Well, I think I'm afraid I need to stay more on the qualitative part of it as we naturally have some nondisclosure agreements in place. But overall, we have been working here together for 5 years with our partners in a very trustful way. From, let's say, testing our products in the harshest way you can imagine. I think, finally, they came to the conclusion that this is, let's say, the most reliable product that they could find on a worldwide basis. They are now particularly happy with us expanding our offering here to hydrogen products and in perspective are up to, let's say, the space between 10 and 100 kilowatts, as the original collaboration now covers the area up to 10 kilowatts.Japan now is really a solid ongoing business. They have demonstrated to be able to make use of our products to fulfill their own corporate target. Well, and now it's the natural thing. We have started some projects outside of Japan, already testing some products, and there are regions in Southeast Asia, where naturally, Toyota Tsusho is a $60 billion conglomerate. They are present in every single country. So using such an infrastructure and such a market access for us is significant. It's -- well, without, let's say, having any published numbers here, I think to make sure this is significant to an organization of this size, long term, I think we should not stay, I'd say, below maybe a number of EUR 50 million of revenue together with this party. Otherwise, I think this organization will not take notice of this.

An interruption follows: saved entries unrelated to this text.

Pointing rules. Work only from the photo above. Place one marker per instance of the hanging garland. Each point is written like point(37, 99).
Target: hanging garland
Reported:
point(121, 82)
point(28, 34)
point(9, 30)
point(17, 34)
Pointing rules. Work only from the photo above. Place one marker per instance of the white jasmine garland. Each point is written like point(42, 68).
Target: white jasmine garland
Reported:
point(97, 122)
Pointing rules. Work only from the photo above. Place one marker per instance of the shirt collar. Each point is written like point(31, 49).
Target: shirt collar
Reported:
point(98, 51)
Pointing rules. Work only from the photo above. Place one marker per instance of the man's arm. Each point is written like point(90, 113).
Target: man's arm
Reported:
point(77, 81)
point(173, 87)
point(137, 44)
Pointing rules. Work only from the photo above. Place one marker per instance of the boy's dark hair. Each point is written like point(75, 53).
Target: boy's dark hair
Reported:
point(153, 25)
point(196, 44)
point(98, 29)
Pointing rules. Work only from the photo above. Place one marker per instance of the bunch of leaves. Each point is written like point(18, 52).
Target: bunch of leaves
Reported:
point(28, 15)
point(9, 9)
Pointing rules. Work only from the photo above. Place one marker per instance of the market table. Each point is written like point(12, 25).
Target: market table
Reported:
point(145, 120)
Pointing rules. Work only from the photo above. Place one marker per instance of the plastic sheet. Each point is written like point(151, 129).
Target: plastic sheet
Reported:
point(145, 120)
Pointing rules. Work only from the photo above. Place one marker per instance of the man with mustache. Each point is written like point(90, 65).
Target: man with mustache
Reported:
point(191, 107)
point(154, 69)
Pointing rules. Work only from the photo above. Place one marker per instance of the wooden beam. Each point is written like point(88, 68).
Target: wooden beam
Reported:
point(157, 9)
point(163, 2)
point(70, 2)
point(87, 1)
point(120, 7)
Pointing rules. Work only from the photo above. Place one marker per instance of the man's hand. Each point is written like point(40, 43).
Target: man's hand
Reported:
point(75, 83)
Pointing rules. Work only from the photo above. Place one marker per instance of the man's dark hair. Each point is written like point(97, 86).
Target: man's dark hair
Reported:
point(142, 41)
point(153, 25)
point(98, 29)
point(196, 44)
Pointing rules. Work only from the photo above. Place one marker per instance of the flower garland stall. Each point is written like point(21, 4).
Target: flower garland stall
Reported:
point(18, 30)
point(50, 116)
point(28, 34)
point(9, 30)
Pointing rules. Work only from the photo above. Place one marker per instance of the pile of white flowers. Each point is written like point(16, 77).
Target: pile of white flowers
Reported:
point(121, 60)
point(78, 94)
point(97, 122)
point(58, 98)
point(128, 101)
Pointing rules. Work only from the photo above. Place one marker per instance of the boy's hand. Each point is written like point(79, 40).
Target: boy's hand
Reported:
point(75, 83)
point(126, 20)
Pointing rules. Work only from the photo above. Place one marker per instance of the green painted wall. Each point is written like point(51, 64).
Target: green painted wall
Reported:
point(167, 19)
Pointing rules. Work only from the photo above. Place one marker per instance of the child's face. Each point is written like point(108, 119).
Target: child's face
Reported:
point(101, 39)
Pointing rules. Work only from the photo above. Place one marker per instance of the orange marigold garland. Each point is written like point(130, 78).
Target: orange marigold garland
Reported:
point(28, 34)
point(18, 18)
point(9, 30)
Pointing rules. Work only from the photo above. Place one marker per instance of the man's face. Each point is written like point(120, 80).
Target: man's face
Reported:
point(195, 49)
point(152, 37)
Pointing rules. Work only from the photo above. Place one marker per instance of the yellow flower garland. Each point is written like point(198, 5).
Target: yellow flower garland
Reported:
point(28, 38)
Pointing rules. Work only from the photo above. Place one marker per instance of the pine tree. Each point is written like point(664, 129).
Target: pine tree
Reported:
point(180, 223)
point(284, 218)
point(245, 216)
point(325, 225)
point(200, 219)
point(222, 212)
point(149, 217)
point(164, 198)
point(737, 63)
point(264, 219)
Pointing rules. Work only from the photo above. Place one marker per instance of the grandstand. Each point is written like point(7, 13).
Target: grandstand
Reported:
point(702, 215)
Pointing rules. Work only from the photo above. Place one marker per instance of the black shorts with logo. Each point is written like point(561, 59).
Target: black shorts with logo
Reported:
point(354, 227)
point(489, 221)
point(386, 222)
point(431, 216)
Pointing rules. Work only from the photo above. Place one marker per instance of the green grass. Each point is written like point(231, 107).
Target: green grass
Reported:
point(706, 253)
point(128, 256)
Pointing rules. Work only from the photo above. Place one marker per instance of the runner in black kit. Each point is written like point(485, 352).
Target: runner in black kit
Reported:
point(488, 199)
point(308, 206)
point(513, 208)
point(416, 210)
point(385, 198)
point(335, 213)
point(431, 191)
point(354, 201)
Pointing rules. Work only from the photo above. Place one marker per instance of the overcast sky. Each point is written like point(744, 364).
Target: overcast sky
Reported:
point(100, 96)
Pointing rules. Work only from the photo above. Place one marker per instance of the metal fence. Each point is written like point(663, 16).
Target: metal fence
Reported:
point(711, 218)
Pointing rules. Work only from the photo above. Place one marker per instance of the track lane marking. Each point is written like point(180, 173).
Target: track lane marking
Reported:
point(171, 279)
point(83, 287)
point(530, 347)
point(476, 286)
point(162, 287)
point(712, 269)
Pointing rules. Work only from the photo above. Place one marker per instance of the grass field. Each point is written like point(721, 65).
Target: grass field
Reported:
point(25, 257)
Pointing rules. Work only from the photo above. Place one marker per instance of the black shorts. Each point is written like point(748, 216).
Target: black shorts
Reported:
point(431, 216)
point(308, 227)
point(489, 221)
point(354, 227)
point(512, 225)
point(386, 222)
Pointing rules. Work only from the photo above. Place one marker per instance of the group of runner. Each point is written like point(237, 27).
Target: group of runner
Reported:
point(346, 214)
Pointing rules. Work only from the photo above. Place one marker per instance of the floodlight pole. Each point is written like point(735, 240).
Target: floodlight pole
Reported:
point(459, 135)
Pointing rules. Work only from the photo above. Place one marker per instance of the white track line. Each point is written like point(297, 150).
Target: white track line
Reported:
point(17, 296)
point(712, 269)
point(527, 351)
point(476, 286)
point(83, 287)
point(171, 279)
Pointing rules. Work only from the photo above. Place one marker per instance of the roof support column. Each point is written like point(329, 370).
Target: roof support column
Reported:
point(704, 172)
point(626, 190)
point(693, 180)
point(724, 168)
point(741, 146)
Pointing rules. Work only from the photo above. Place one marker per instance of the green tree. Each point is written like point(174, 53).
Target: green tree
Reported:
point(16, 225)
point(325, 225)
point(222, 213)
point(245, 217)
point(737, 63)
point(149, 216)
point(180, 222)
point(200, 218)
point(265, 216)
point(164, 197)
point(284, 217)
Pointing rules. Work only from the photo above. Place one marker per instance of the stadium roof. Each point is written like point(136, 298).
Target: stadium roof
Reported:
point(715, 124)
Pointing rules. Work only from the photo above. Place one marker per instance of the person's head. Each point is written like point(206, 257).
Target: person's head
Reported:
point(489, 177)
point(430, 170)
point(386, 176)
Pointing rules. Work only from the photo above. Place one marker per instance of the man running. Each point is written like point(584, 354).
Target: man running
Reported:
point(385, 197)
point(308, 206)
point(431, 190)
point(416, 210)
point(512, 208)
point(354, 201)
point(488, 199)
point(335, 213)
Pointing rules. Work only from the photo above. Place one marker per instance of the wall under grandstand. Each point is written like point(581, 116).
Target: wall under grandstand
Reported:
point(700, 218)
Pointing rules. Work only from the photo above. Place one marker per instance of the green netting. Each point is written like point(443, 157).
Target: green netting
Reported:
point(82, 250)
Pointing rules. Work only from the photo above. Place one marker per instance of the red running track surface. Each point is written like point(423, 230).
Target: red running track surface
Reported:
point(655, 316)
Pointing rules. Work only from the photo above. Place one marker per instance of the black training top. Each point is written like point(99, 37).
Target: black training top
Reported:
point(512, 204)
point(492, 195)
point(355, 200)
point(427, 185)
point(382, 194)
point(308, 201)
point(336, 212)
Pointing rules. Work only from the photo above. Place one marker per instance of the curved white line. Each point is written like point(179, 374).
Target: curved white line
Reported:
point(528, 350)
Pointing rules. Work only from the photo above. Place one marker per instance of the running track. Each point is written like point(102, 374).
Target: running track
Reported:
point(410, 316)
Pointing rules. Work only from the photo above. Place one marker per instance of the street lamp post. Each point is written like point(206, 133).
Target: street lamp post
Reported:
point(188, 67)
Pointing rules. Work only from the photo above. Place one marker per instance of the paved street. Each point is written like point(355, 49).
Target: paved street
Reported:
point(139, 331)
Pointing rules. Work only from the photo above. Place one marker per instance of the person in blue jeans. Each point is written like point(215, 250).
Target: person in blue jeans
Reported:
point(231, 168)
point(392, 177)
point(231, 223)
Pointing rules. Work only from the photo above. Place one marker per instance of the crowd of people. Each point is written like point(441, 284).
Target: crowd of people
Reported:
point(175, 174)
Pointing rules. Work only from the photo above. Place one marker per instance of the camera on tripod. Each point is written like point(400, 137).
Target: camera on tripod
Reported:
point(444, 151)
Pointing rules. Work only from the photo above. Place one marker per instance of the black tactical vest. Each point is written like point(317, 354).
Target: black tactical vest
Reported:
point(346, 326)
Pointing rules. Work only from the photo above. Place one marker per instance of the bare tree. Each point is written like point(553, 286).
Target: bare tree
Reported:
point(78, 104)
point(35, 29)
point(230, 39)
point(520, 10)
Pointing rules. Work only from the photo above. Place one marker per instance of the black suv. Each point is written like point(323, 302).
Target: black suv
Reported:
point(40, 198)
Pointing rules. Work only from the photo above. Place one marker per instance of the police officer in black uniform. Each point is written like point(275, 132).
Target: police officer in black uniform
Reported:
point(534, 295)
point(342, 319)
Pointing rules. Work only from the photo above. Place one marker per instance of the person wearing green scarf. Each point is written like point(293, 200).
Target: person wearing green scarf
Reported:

No. I mean that's the number you would expect given the size. Okay. Sounds very good.
There are no further questions at this time. So I would like to hand back to you, Peter.
Well, thank you, everybody, on the call. As usual, we are happy to follow up in individual conversations here, Daniel, myself or Susan. Don't hesitate to reach out to us.With this, I would like to wish you all a fantastic day. And well, stay cautious and stay healthy. Thank you very much. Goodbye.
Ladies and gentlemen, thank you for your attendance. This call has been concluded. You may disconnect.